One of the possible solutions to protect the source code of a python application is to use Cython. Cython translates source code into C/C++ code and compiles it. Resulting extensions still can be reverse-engineered, but not reversed to equivalent source code (like from byte-code). The problem with distributing compiled extensions is that they are platform-specific. We will use wheel
as a packaging format to solve this issue.
Final solution is available on my github page.
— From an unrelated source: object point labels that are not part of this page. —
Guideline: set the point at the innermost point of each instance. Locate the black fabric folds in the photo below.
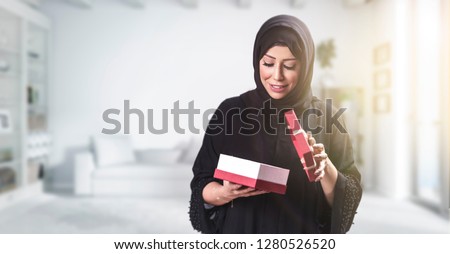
(240, 128)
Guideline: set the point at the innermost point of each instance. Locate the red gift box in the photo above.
(252, 174)
(300, 140)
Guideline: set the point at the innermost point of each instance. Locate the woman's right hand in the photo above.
(216, 194)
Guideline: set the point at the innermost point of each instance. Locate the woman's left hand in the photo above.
(319, 156)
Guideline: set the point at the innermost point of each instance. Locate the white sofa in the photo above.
(113, 167)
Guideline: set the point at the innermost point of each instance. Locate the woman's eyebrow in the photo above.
(287, 59)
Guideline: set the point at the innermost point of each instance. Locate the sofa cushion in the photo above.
(155, 156)
(144, 171)
(113, 150)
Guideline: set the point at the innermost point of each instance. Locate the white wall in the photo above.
(164, 53)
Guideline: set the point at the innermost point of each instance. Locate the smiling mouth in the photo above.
(278, 88)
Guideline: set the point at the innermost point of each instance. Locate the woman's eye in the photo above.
(267, 64)
(292, 67)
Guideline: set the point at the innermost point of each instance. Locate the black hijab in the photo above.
(290, 31)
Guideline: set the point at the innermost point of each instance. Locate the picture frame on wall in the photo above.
(5, 121)
(382, 79)
(382, 54)
(382, 103)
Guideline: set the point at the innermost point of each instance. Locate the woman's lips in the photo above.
(278, 88)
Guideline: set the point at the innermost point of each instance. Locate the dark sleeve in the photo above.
(348, 190)
(207, 220)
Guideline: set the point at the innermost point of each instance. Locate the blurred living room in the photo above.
(87, 88)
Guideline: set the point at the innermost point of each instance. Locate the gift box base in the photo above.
(250, 182)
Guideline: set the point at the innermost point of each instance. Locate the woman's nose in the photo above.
(278, 73)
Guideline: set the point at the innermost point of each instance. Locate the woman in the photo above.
(251, 126)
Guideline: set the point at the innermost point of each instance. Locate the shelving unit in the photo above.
(24, 133)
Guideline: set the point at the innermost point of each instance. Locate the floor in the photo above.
(67, 214)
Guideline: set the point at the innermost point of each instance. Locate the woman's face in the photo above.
(279, 71)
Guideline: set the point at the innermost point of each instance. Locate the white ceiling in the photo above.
(188, 3)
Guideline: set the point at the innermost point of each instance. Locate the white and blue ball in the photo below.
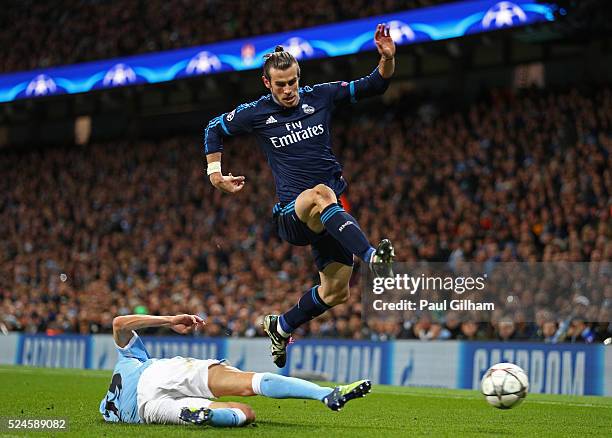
(505, 385)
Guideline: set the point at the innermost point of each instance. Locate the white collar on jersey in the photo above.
(280, 104)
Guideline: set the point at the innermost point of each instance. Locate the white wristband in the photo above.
(213, 167)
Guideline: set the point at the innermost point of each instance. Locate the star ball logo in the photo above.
(118, 75)
(203, 62)
(298, 47)
(400, 32)
(41, 85)
(503, 14)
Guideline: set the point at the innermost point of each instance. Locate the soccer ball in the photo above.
(504, 385)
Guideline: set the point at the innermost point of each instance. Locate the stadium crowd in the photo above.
(109, 229)
(36, 34)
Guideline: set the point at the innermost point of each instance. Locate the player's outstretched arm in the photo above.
(225, 183)
(386, 48)
(123, 325)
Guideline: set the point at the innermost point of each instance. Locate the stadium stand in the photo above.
(136, 227)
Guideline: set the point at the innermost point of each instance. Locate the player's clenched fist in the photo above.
(227, 183)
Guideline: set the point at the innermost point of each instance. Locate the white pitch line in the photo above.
(467, 397)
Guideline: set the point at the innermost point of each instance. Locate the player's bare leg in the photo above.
(318, 208)
(225, 380)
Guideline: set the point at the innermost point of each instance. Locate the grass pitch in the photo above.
(387, 411)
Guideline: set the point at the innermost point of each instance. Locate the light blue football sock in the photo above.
(227, 417)
(275, 386)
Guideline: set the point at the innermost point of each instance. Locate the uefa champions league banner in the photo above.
(416, 26)
(569, 369)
Step 1. Sample application
Create a virtual environment for experiments:
$ virtualenv .venv --python=python3.6
$ source .venv/bin/activate
Create a simple hello-world application with the following structure:
.
├── app
| ├── __init__.py
| ├── core.py
│ └── main.py
└── setup.py
Our application is in the app
directory. main.py
is the entry point:
from app.core import greeting
if __name__ == '__main__':
greeting()
core.py
contain application logic, that we want to protect:
def greeting():
print("Hello world")
setup.py
is required to pack our application into a package. Without compilation, it can look like this:
# coding: utf-8
import os
from setuptools import setup, find_packages
setup(
name='app',
version='0.1.0',
packages=find_packages()
)
Let’s build the package and look at what goes inside it:
$ python setup.py sdist
$ tar -xzf dist/app-0.1.0.tar.gz
$ tree app-0.1.0
app-0.1.0
├── app
│ ├── core.py
│ ├── __init__.py
│ └── main.py
├── app.egg-info
│ ├── dependency_links.txt
│ ├── PKG-INFO
│ ├── SOURCES.txt
│ └── top_level.txt
├── PKG-INFO
├── setup.cfg
└── setup.py
2 directories, 10 files
As you see, the package contains our package with py files. At the next step, we are going to compile python files.
Step 2. Compilation
We need to install Cython to translate and compile python files:
$ pip install Cython
Let’s update setup.py
to add compilation:
# coding: utf-8
import os
from setuptools import setup, find_packages
from Cython.Build import cythonize
EXCLUDE_FILES = [
'app/main.py'
]
def get_ext_paths(root_dir, exclude_files):
"""get filepaths for compilation"""
paths = []
for root, dirs, files in os.walk(root_dir):
for filename in files:
if os.path.splitext(filename)[1] != '.py':
continue
file_path = os.path.join(root, filename)
if file_path in exclude_files:
continue
paths.append(file_path)
return paths
setup(
name='app',
version='0.1.0',
packages=find_packages(),
ext_modules=cythonize(
get_ext_paths('app', EXCLUDE_FILES),
compiler_directives={'language_level': 3}
)
)
get_ext_paths
function returns a list of files that needs compilation. EXCLUDE_FILES
is a list of files that we will include as-is. We exclude main.py
from compilation because it is the application entry point.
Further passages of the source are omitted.